A couple things stand out with those.

LSU and Georgia’s margin of victory might be low, but the fact that they both now each have 3 wins against current top-25 teams matters more. And for as much heat as Clemson has been getting for the schedule, I don’t think we should overlook the fact that it has as many wins vs. Power 5 teams as anyone, and with an average margin of victory of 33.3 points to go along with it.

I get that the selection committee still has Oklahoma behind Alabama because it essentially will put it all on the Big 12 Championship, but at this point, should it? I mean, the Sooners are 7 points behind the Crimson Tide in average margin of victory vs. P5 opponents, but they’re tied in wins vs. current AP Top 25 teams and Oklahoma has 3 wins vs. Power 5 teams with winning records to Alabama’s 1. To me, that should matter more.

But hey, that’s just my unbiased, numbers-based opinion.

5. Who would I bet on to make the field at this point?

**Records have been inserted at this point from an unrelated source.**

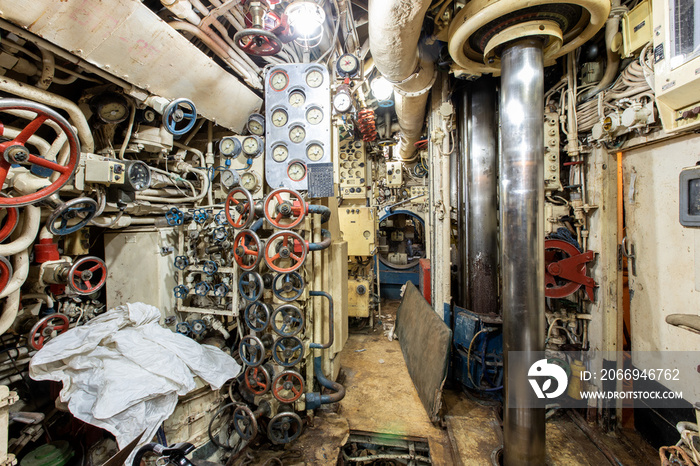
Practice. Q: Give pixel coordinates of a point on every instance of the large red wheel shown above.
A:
(47, 328)
(16, 152)
(87, 275)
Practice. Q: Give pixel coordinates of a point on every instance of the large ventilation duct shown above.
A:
(394, 30)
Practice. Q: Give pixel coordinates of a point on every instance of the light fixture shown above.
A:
(306, 19)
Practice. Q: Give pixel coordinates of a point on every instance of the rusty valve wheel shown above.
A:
(239, 208)
(46, 329)
(288, 386)
(87, 275)
(16, 152)
(284, 208)
(247, 250)
(285, 251)
(257, 379)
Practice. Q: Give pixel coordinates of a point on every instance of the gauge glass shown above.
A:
(296, 171)
(279, 118)
(314, 115)
(279, 80)
(314, 152)
(297, 134)
(280, 153)
(314, 78)
(297, 99)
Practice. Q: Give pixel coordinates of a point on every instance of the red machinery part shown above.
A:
(565, 269)
(87, 275)
(282, 211)
(285, 246)
(15, 151)
(47, 328)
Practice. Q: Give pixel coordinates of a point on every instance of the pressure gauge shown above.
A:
(314, 78)
(252, 146)
(280, 153)
(256, 124)
(279, 80)
(347, 65)
(279, 117)
(296, 171)
(297, 134)
(314, 152)
(297, 99)
(230, 147)
(314, 115)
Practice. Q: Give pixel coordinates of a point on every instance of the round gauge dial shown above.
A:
(279, 117)
(256, 124)
(279, 80)
(314, 78)
(347, 65)
(314, 152)
(314, 115)
(280, 153)
(252, 146)
(297, 99)
(296, 171)
(230, 147)
(297, 134)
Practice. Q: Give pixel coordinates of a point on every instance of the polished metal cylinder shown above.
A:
(522, 242)
(482, 216)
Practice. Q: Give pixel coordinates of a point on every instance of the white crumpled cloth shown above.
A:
(123, 372)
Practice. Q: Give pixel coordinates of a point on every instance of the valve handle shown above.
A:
(288, 386)
(82, 208)
(48, 328)
(15, 152)
(287, 320)
(285, 247)
(87, 275)
(285, 208)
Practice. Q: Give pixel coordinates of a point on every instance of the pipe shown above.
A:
(394, 30)
(522, 242)
(482, 213)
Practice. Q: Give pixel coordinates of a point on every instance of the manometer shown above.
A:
(230, 147)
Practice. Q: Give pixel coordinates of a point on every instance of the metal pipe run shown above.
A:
(482, 212)
(522, 242)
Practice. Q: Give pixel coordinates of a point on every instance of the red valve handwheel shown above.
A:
(245, 208)
(247, 249)
(288, 386)
(47, 328)
(87, 275)
(285, 246)
(285, 213)
(15, 151)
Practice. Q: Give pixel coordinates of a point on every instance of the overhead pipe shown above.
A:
(522, 243)
(394, 30)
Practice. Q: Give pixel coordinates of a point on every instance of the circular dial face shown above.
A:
(279, 80)
(251, 146)
(279, 117)
(256, 124)
(342, 102)
(314, 78)
(297, 99)
(347, 65)
(314, 115)
(230, 147)
(280, 153)
(314, 152)
(297, 134)
(296, 171)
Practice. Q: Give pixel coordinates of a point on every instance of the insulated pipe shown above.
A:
(522, 243)
(482, 212)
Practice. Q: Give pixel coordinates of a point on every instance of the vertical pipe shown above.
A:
(482, 220)
(522, 242)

It’s a fascinating question. It’s probably the only question.

Based on what we’ve seen so far from the selection committee and how they’ve handled résumés that are essentially 80% locked in, my current guess is:

  1. LSU
  2. Ohio State
  3. Clemson
  4. Oregon

If you’re wondering about Oregon hurdling people, remember that this is a team that still has the chance to become the first Power 5 team in the Playoff era to go 9-0 in conference play with a conference championship victory. That, to me, would give Oregon the trump card over the likes of Oklahoma and Alabama. This isn’t as much about the ever-overrated strength of loss, but the fact that the Ducks’ lone blemish came on a last-minute play on a neutral-site against a top-25 team helps.

And no, I don’t think Alabama having a common opponent win against Auburn should be a decider. Oregon, if it is sitting there with a conference title and 1 loss, will have more wins against Power 5 teams with winning records and at least just as many wins vs. current top-25 teams (A&M will likely won’t be ranked unless it wins either at Georgia or at LSU).

But what do I think would happen to Oregon if 1-loss Georgia beat undefeated LSU in the SEC Championship? Georgia and LSU are both in and Oregon is out for the simple fact that both teams will have more quality wins by a significant amount with just as many losses as the Ducks.

Ok, enough hypotheticals. Let’s just get to December.